Anyway, Flynn convinces Emma to come with him — if I hadn’t read anything other than The Hunger Games in 10 years, I’d probably jump at the chance to go back to the future, too — and he prepares to part ways with Jesse James, but not before James makes one last request… or demand. He wants Flynn’s fancy, high-tech, modern machine gun. Flynn acquiesces, but there is no way in hell this is going to end well.
Our trio, along with Bass and Grant, finally find their way to Emma’s cabin, where Rufus is shocked to recognize her jumpsuit and heaps of modern technology. But before they can investigate any further, James fires upon the cabin with glee, reveling in his new toy and killing Grant. After the gun runs out of bullets, Wyatt corners James and is prepared to shoot and kill him, both fulfilling history and finding solace in the fact that if he can’t punish his wife’s killer, he can at least stop another bad man from killing other people. But before he can pull the trigger, Bass shows up and holds them in a three-person standoff, warning Wyatt that no matter how cruel James is, it’s immoral to shoot an injured, unarmed man. “You have a choice, son,” he tells Wyatt.
Just then, a shot rings out, and James is killed. Shockingly, it was neither Bass nor Wyatt, but Lucy. This is the first time we’ve seen Lucy kill someone, and although James was by no means a good man, she still pulled the trigger in cold blood.
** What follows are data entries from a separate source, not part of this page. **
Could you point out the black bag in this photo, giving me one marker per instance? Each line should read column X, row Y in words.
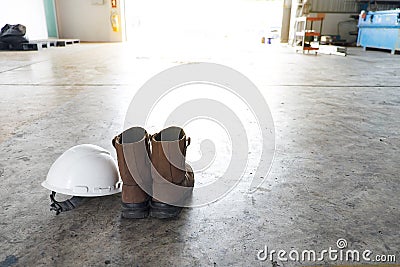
column 12, row 37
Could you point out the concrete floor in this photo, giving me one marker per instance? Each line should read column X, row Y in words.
column 335, row 173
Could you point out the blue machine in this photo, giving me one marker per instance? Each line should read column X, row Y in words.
column 380, row 29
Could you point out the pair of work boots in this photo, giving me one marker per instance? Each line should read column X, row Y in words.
column 156, row 178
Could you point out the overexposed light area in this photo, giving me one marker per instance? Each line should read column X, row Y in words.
column 187, row 27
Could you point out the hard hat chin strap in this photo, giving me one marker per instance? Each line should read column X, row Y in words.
column 66, row 205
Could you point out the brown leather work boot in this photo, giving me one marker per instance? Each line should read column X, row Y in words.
column 173, row 178
column 133, row 153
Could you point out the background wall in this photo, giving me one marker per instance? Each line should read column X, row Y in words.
column 27, row 12
column 87, row 20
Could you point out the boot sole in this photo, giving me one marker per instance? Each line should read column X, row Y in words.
column 135, row 214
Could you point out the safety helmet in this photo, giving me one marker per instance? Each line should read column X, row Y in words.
column 82, row 171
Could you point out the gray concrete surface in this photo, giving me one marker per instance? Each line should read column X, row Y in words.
column 335, row 174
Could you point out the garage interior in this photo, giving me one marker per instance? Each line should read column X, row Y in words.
column 336, row 125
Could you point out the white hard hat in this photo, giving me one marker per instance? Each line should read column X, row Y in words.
column 85, row 171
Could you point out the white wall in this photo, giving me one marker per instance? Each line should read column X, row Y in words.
column 27, row 12
column 81, row 19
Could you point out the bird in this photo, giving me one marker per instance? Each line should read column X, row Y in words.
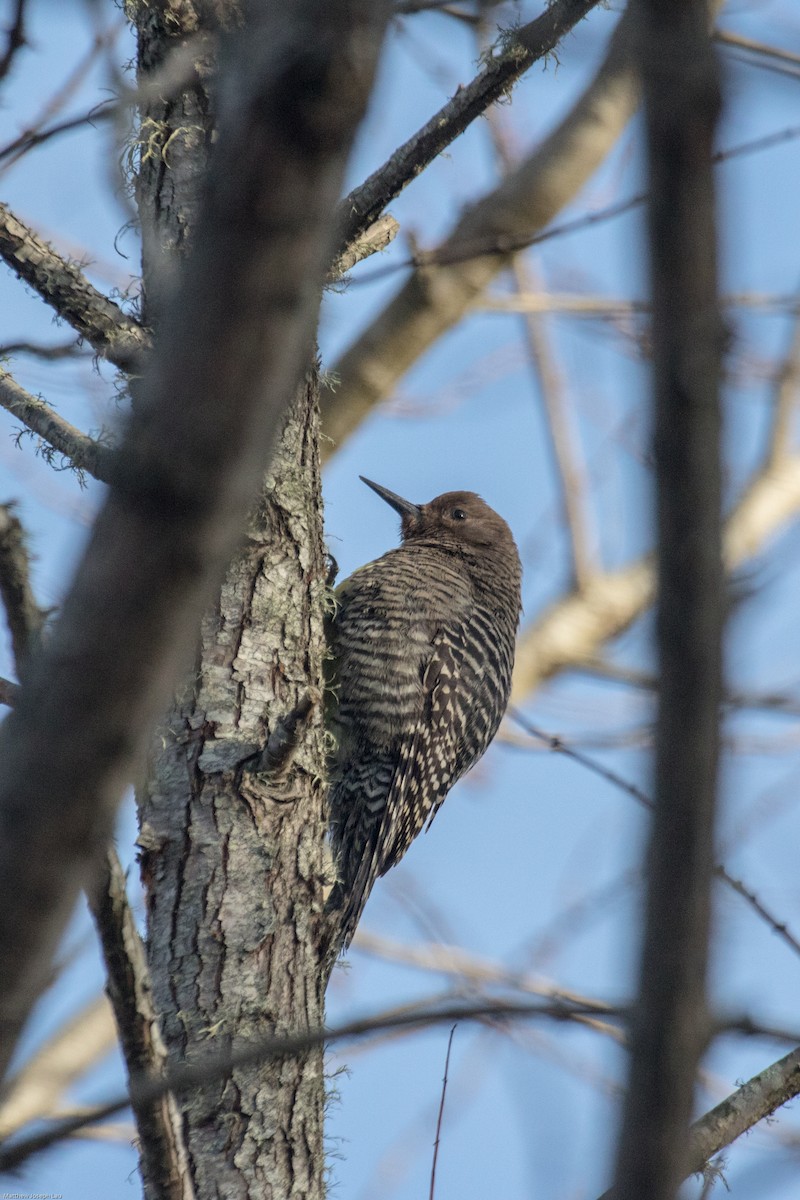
column 421, row 654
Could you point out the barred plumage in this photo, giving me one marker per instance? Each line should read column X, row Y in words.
column 422, row 651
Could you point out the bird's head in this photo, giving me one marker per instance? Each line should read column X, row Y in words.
column 456, row 519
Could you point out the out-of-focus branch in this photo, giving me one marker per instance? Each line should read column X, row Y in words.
column 23, row 613
column 671, row 1023
column 470, row 969
column 553, row 391
column 84, row 453
column 14, row 39
column 158, row 1122
column 518, row 51
column 379, row 235
column 787, row 63
column 64, row 286
column 434, row 298
column 233, row 349
column 597, row 768
column 756, row 1099
column 739, row 1113
column 408, row 1018
column 37, row 1089
column 573, row 629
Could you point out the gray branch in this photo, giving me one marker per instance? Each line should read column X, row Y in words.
column 521, row 48
column 84, row 453
column 64, row 286
column 234, row 347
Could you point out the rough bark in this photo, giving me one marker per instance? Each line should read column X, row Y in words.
column 228, row 358
column 234, row 863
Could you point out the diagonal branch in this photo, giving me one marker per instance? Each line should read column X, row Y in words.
column 573, row 629
column 552, row 389
column 435, row 297
column 38, row 1086
column 84, row 453
column 64, row 286
column 519, row 49
column 756, row 1099
column 234, row 348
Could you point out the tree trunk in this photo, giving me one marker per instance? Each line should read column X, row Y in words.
column 234, row 863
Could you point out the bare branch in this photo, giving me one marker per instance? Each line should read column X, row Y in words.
column 30, row 137
column 210, row 412
column 158, row 1122
column 479, row 972
column 597, row 768
column 70, row 349
column 178, row 72
column 552, row 388
column 414, row 1017
column 519, row 49
column 64, row 286
column 572, row 630
column 380, row 234
column 671, row 1021
column 409, row 1018
column 16, row 39
column 787, row 387
column 777, row 59
column 439, row 1117
column 38, row 1086
column 84, row 453
column 23, row 613
column 756, row 1099
column 434, row 298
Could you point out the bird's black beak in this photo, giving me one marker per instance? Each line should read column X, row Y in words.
column 407, row 510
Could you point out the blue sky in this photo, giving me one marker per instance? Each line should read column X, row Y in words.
column 528, row 838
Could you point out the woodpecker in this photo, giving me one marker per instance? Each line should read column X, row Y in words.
column 422, row 646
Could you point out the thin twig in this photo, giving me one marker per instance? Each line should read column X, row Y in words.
column 440, row 1115
column 35, row 133
column 49, row 353
column 503, row 246
column 762, row 49
column 178, row 71
column 378, row 237
column 553, row 391
column 186, row 1077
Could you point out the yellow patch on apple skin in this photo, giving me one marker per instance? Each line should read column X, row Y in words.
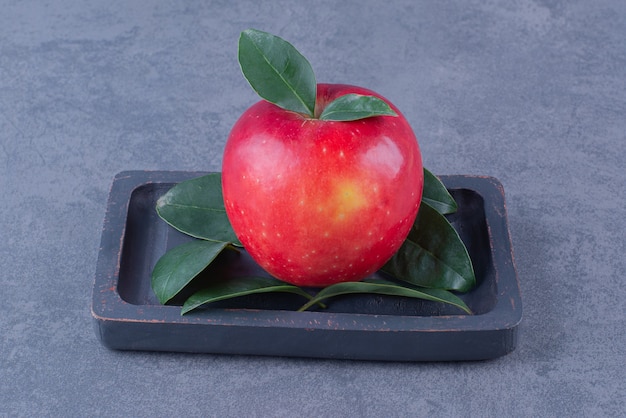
column 347, row 198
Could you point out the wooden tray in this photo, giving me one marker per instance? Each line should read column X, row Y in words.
column 128, row 316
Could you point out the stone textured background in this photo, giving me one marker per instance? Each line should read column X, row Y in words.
column 531, row 92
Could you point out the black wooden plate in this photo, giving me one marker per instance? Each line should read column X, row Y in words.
column 367, row 327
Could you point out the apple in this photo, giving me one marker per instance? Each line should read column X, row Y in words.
column 317, row 202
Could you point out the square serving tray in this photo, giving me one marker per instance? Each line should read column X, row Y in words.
column 127, row 315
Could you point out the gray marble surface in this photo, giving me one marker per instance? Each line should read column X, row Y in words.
column 531, row 92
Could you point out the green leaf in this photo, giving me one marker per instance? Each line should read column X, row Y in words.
column 277, row 71
column 237, row 287
column 177, row 267
column 386, row 287
column 196, row 207
column 356, row 106
column 433, row 255
column 436, row 194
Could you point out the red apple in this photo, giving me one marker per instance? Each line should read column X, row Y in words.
column 318, row 202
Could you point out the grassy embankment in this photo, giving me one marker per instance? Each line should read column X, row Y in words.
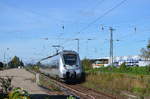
column 133, row 80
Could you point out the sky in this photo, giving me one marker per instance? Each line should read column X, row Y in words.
column 25, row 26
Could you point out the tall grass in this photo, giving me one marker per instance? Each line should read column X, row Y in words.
column 116, row 83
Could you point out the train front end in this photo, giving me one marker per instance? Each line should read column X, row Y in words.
column 71, row 66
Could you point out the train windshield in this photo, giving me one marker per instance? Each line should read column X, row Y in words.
column 70, row 59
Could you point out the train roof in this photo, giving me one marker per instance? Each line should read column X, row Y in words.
column 61, row 53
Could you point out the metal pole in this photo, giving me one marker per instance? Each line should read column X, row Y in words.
column 111, row 45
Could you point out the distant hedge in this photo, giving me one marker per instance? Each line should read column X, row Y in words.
column 123, row 69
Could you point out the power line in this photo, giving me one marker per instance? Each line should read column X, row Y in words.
column 100, row 17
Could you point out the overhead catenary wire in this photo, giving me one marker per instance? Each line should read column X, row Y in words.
column 100, row 17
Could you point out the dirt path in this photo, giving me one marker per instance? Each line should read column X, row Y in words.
column 23, row 79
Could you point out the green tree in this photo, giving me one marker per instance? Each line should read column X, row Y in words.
column 145, row 52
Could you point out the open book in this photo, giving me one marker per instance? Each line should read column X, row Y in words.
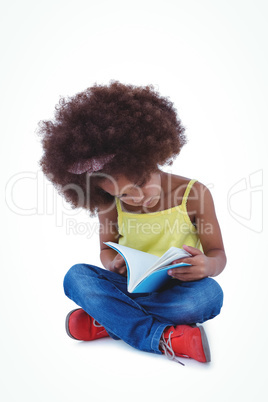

Bass is disappointed, and as he rides off into the sunset, he leaves Lucy with this advice: “Killing an injured man when he said he wished to surrender, that’s a lot of things. Good ain’t one of ‘em, and you’ll live with it.” When the Lone Ranger tells you he’s disappointed with you, that’s gonna stick.
So, our trio is no closer to finding Flynn, defeating Rittenhouse, or even addressing any of their own problems. Lucy is slipping deeper into a spiral of regret and guilt, Rufus is worried about Jiya, and Wyatt is still dead set on exacting revenge on his wife’s killer. Finally, our heroes’ stories are starting to click into place, and when you add a thrilling adventure story involving Jesse James and the Lone Ranger, you’ve got a pretty solid episode.
And as if things weren’t complicated enough already, Wyatt has decided to throw a wrench in the whole thing, hosting a secret meeting in a bar and imploring Rufus to help him steal the Lifeboat and prevent his wife’s death. You’d think that by now, Wyatt would realize that exactly zero of their time-traveling missions so far have turned out the way they’d hoped, but hey. There’s a first time for everything?
Best Rufus one-liner: “It’s like the scary version of Blazing Saddles.”